AI Ethics Framework

Ethical questions, risks and issues to think about to help create responsible AI products and services


AI Ethics Framework

A general ethics framework for organisations to learn more about AI issues - used as a tool by www.ethicalby.design. For context around this framework please read the README.md document

Govenments

-> General public, policy makers, heads of state

[general technology consideration]

  • Legislation for new technologies and their uses

  • Education / knowledge and awareness

  • Appropriate measurements of technologically influenced social flourishing

    • What do we mean by flourishing in the digital age?
  • Values

    • What values are you promoting that will inform decision making?

[specific AI technology consideration]

  • Appropriate AI usage (guidance)

    • Where is or isn’t it appropriate to use AI/ML (see roboethics)
  • Warfare and direct harm

    • When, if ever, is it appropriate to use AI and automated technologies in warfare?
    • Who is accountable / responsible for an AI’s operation and outcomes
  • Surveillance

    • For what reason is AI based Surveillance appropriate?

Businesses / organisations / brand

-> Director, CEO, Manager, CTO

[general technology consideration]

  • Product alignment / intentions

    • Does the service meet a meaningful human need, address an injustice, or create a positive change in behaviour?
  • Diversity

    • Is the team a reflection of values and cultures found in your market and anyone else orthoganal to your service?
  • Business Values

    • What values are you promoting that will inform decision making during the project lifecycle?
  • Organisational culture / ethos

  • Human rights and measurements of human flourishing

  • Democratising

  • Political exploitation

  • Business model

[specific AI technology consideration]

  • Accountantable

  • Job loss or augmentation

    • Have you considered how the system will impact your workforce, how hey do their work, what upskilling they may need, or whether it will hollow out their job?
  • Dogma

    • Have you considered the dogmatic nature of your systems that may inforce or exasperate unfairness found in the data or team’s implementation?

Design

-> Designer, system architect, UX, UI, product manager

[general technology consideration]

  • System Transparency

    • People should be aware that they are interacting with an AI system, and should be informed of the system’s capabilities and limitations.
  • Fairness

    • What are the measures of fairness in your particallar area?
    • What compromises are you making between the fairness and equality of different groups?
  • Impersonation (Gender or otherwise)

    • How is the system being portrayed? (anthropomorphising)
  • Environmental impact

    • What is the direct negative environmental impact for your design? Is there was to mitigate?
  • Unintended consequences

    • If the product was to be wildly successful what are the good and bad consequences to the world?

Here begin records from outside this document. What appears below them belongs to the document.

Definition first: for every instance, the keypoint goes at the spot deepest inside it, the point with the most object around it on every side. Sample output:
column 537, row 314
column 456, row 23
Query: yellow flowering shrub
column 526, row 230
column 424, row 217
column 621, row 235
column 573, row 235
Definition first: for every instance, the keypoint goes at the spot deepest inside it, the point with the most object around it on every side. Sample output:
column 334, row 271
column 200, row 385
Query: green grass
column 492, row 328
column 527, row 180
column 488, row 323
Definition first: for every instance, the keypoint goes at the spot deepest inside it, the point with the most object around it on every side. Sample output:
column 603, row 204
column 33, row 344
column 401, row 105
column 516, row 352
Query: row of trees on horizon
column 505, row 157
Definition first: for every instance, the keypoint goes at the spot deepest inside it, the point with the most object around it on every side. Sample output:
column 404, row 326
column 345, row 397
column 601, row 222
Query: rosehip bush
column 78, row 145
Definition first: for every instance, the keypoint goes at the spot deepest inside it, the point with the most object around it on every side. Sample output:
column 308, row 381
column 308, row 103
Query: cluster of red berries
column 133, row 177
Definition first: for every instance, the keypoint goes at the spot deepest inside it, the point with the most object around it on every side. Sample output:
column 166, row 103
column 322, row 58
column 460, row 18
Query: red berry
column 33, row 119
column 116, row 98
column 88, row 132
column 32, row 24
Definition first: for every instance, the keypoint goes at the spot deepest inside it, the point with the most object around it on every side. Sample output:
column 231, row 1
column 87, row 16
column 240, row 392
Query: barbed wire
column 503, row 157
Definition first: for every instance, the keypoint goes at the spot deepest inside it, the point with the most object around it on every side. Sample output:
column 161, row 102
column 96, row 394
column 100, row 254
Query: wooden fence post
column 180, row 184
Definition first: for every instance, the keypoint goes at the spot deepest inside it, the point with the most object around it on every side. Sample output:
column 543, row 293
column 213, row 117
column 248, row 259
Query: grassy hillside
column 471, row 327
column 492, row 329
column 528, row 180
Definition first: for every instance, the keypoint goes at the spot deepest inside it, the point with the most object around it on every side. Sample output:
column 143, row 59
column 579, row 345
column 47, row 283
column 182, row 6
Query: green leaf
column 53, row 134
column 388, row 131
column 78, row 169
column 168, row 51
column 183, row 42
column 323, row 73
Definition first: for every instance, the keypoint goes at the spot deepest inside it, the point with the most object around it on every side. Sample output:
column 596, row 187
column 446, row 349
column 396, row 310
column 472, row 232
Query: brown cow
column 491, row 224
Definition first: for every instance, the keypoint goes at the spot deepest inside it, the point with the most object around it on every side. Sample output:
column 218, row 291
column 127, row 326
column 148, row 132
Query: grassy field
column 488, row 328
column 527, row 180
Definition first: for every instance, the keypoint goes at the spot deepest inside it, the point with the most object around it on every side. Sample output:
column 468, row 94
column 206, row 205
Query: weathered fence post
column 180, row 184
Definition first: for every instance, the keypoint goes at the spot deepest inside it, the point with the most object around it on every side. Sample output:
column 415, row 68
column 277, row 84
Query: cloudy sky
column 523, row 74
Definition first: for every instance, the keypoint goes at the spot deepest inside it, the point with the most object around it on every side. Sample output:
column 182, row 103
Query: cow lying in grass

[specific AI technology consideration]

  • Explainable

    • Is there anyway to look into how the decision had been made?
    • Can a decision be explained and understood by differing stakeholders
  • Upholding norms of wellness and human flourishing

    • Does the system promote exploitation, negative behaviours (like addiction), racism, and discrimination?

Data

-> data scientist, analyst, researcher, developer, programmer, sociologist, anthopologist, social scientist

[general technology consideration]

  • Data protection

    • Do you hold sensitive data securely?
    • Do you seek consent for a persons’s sensitive data?
    • Do you value the person’s time?

[specific AI technology consideration]

  • Unwanted Bias

    • Fairness of participants in an AI system should be upheld and, where possible, be demonstrated.
  • Data relevance

    • If the data is old, unreliable, or dirty (a data science term referring to there being many problems in the data that need to be sorted out before it can be used for inference) then it may not be appropriate to be used with Machine Leaning techniques.
  • Data manipulation

    • Do you manipulate data to the detriment of your users to best fit your own goals?
  • Obfuscation and duplication of personal data

    • Machine Learning techniques can be used to injest / transform input data into weights and biases, even after the original data is deleted, the model may be able to reproduce the data closely.

Technology

-> data scientist, developer, programmer, coder

[general technology consideration]

  • Security

    • Do you hold sensitive data securely? [refer: #Data-protection]
    • Do you have adequate security access log system?
  • Safety

    • Is you definition of safety inline with current norms or best in class?
    • What safe guarding considerations have you made for stakeholders, users, citizens and animals when you system is operational?
    • In what ways can you system fail gracefully?

[specific AI technology consideration]

  • Monitoring [specific AI technology consideration]

    • Definition of expected behaviour / error handling / unintended behaviour / introducing bias
  • Explainability

    • Is there any way to explain or demonstrate the process or getting to a decision? (see above)
  • Perversion / system exploitation

    • Is the model open to be perverted / exploited by external sources now or in the future?
  • Procurement

    • Have you applied considerations from this framework to other suppliers work e.g. third party models?

Research

-> researcher, data scientist, sociologist, anthopologist, social scientist

[specific AI technology consideration]

  • Robust & appropriate

    • Is the research considered robust, appropriate and ethically sound to conduct?